Delain Sasa

Personal information
- Date of birth: 9 March 1979 (age 46)
- Place of birth: Kinshasa, Zaire
- Height: 1.87 m (6 ft 2 in)
- Position: Forward

Senior career*
- Years: Team / Apps / (Gls)
- 1998–1999: KFC Uerdingen 05 / 9 / (0)
- 1999–2000: Bayer Leverkusen II
- 2000–2002: Erzurumspor / 15 / (0)
- 2002–2003: FK Partizani Tirana
- 2003–2004: GFC Düren
- 2004–2005: Bonner SC
- 2005–2006: FK Partizani Tirana
- 2006–2007: Flamurtari Vlore
- 2007–2008: Vllaznia Shkodër
- 2008: KS Bylis Ballsh
- 2008: Liaoning Hongyun / 11 / (1)

= Delain Sasa =

Democratic Republic of the Congo footballer (born 1979)

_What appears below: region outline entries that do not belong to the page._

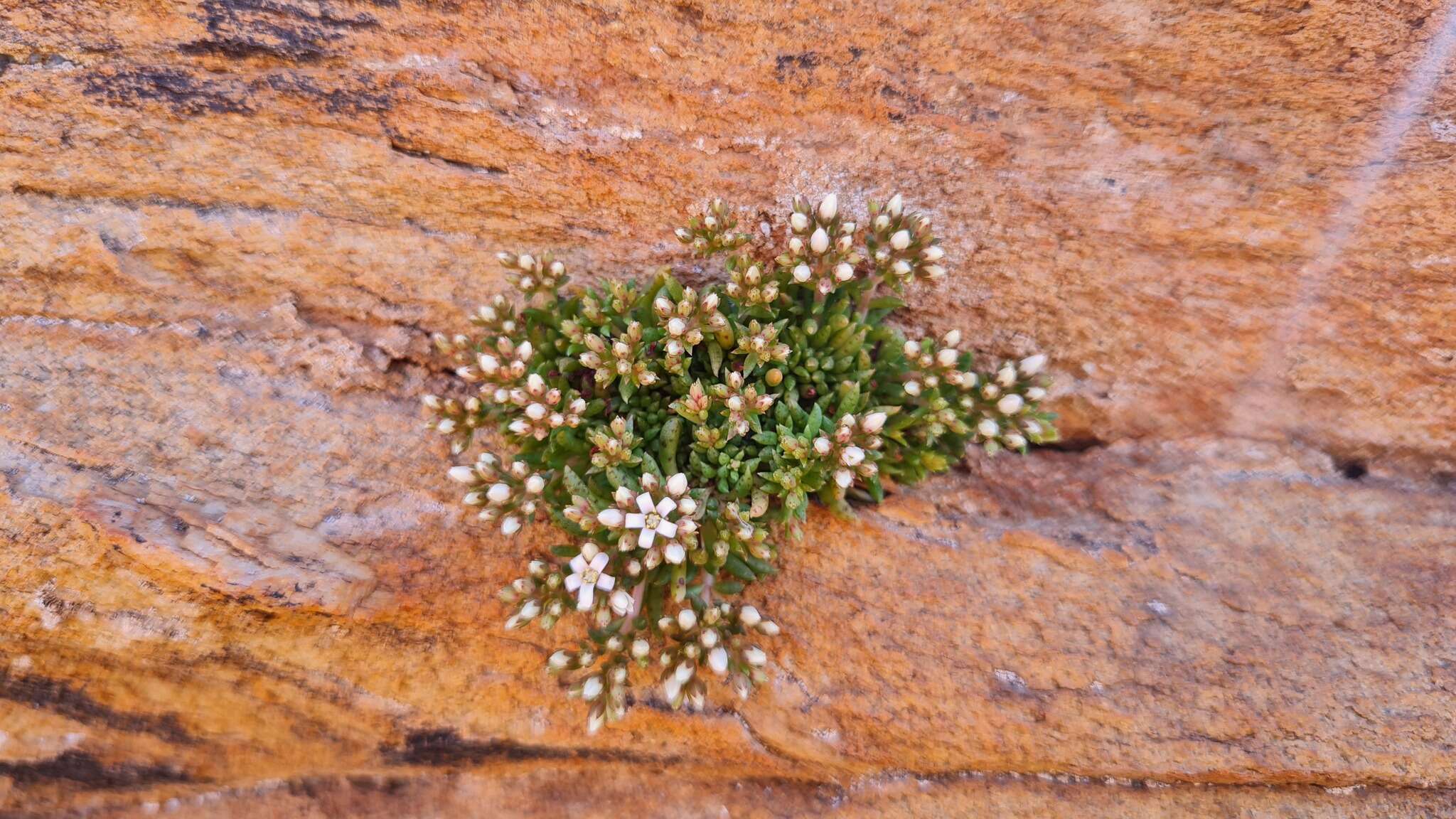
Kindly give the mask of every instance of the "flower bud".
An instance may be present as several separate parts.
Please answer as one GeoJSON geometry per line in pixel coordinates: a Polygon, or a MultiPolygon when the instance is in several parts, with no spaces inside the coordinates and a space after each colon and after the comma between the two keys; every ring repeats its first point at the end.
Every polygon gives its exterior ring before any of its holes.
{"type": "Polygon", "coordinates": [[[687,475],[678,472],[667,479],[667,494],[677,497],[687,491],[687,475]]]}
{"type": "Polygon", "coordinates": [[[839,197],[830,194],[820,201],[820,222],[833,222],[839,213],[839,197]]]}
{"type": "Polygon", "coordinates": [[[828,233],[823,227],[815,229],[814,235],[810,236],[810,249],[815,254],[823,254],[828,249],[828,233]]]}

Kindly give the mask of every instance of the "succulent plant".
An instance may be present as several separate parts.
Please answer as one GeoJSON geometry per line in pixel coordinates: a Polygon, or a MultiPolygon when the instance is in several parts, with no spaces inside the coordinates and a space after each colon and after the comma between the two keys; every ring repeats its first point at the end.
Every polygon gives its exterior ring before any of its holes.
{"type": "Polygon", "coordinates": [[[709,681],[747,697],[779,632],[748,587],[778,571],[818,500],[836,514],[887,485],[948,469],[967,447],[1025,452],[1056,440],[1045,357],[977,367],[961,332],[907,340],[891,313],[907,286],[945,274],[925,214],[898,195],[849,220],[833,195],[796,200],[778,232],[740,230],[715,200],[677,229],[695,256],[727,258],[703,291],[662,270],[648,283],[563,290],[549,254],[501,254],[521,306],[496,297],[475,335],[434,337],[473,388],[427,395],[466,506],[515,535],[565,541],[527,555],[502,590],[507,628],[582,628],[546,667],[588,704],[588,729],[626,713],[655,666],[662,698],[702,708],[709,681]]]}

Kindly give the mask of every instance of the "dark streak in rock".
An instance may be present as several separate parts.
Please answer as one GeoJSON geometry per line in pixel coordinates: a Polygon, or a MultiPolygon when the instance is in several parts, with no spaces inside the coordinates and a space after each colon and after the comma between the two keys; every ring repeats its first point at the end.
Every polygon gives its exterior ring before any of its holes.
{"type": "Polygon", "coordinates": [[[396,765],[459,767],[482,762],[523,762],[533,759],[588,759],[598,762],[673,764],[677,756],[658,756],[633,751],[596,748],[549,748],[521,745],[510,739],[462,739],[454,729],[418,730],[405,737],[402,748],[381,746],[380,753],[396,765]]]}
{"type": "Polygon", "coordinates": [[[12,676],[7,672],[0,672],[0,700],[42,708],[80,723],[100,724],[128,733],[146,733],[179,745],[197,743],[197,739],[172,714],[116,711],[58,679],[35,675],[12,676]]]}
{"type": "Polygon", "coordinates": [[[186,783],[191,778],[170,765],[108,765],[90,753],[66,751],[60,756],[31,762],[0,762],[0,775],[20,787],[64,780],[84,788],[122,788],[160,783],[186,783]]]}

Delain Sasa (born 9 March 1979) is a DR Congolese former professional footballer who played as a forward. He played in Germany for Bayer Leverkusen II and KFC Uerdingen 05, in Turkey for Erzurumspor, and in Albania for KF Partizani Tirana and Flamurtari.